Thirty eight patients may have been at risk of contracting CJD during surgery in south Wales
Health chiefs have admitted they waited two years to contact 38 patients who are at risk of contracting Creutzfeldt-Jakob disease (CJD) after surgery.
Officials at Abertawe Bro Morganwg University Health Board (ABMU) discovered a patient was at “high risk” of developing the incurable brain condition in 2009 after surgery in 2007.
The instruments used in the operation were later deployed in a series of other surgical procedures, with doctors saying it was possible proteins which cause CJD were not killed by being sterilised.
Public Health Wales (PHW) said those affected were at “extremely low risk”, but confirmed it had only posted letters to them last Saturday, after it conducted an internal investigation.
Jorg Hoffman, consultant in communicable disease control, said there had only been six cases worldwide of any form of CJD being transmitted via surgery.
He said: “In this incident we do not have a single confirmed case of CJD. However, we do have one patient who was at high risk and 38 people at extremely low risk. We know all the surgical instruments used on this group of patients were cleaned, disinfected and sterilised normally. However, it is possible that the proteins which cause CJD, known as prions, survived these routine sterilisation procedures so an extremely small risk of transmission remains.”

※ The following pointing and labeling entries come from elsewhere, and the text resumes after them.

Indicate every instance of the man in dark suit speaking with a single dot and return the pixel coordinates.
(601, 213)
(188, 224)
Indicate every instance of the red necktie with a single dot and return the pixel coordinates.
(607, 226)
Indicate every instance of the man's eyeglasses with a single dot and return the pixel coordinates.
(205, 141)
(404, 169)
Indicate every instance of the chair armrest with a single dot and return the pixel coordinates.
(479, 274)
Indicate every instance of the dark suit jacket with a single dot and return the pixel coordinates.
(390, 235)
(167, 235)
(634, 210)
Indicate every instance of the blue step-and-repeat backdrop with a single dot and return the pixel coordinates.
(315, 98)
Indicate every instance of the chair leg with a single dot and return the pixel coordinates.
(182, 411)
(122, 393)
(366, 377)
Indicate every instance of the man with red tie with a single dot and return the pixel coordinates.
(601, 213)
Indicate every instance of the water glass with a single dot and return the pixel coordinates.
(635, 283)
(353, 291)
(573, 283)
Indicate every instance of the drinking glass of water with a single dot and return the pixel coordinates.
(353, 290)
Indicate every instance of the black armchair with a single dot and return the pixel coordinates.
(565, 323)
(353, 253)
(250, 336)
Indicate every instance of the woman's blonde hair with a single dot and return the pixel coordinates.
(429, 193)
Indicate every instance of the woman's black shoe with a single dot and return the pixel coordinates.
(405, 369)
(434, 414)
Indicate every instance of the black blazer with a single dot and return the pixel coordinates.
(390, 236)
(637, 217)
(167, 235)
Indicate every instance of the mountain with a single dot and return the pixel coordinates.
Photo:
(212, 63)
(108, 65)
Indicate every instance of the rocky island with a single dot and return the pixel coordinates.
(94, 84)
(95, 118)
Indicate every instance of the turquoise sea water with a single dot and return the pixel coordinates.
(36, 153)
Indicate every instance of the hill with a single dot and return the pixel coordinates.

The original operation involving the “index case” occurred in 2007 at one of ABMU’s four main hospitals in South Wales – Singleton and Morriston in Swansea, Neath Port Talbot and Princess of Wales Hospital in Bridgend.
Once the high risk of the patient was identified in 2009 – before another operation – PHW contacted the UK CJD incidents panel made up of experts from around the UK.
Health officials then investigated what instruments had been used in the original operation and their subsequent usage. It was in February this year that the panel said the health board should contact the 38 patients involved.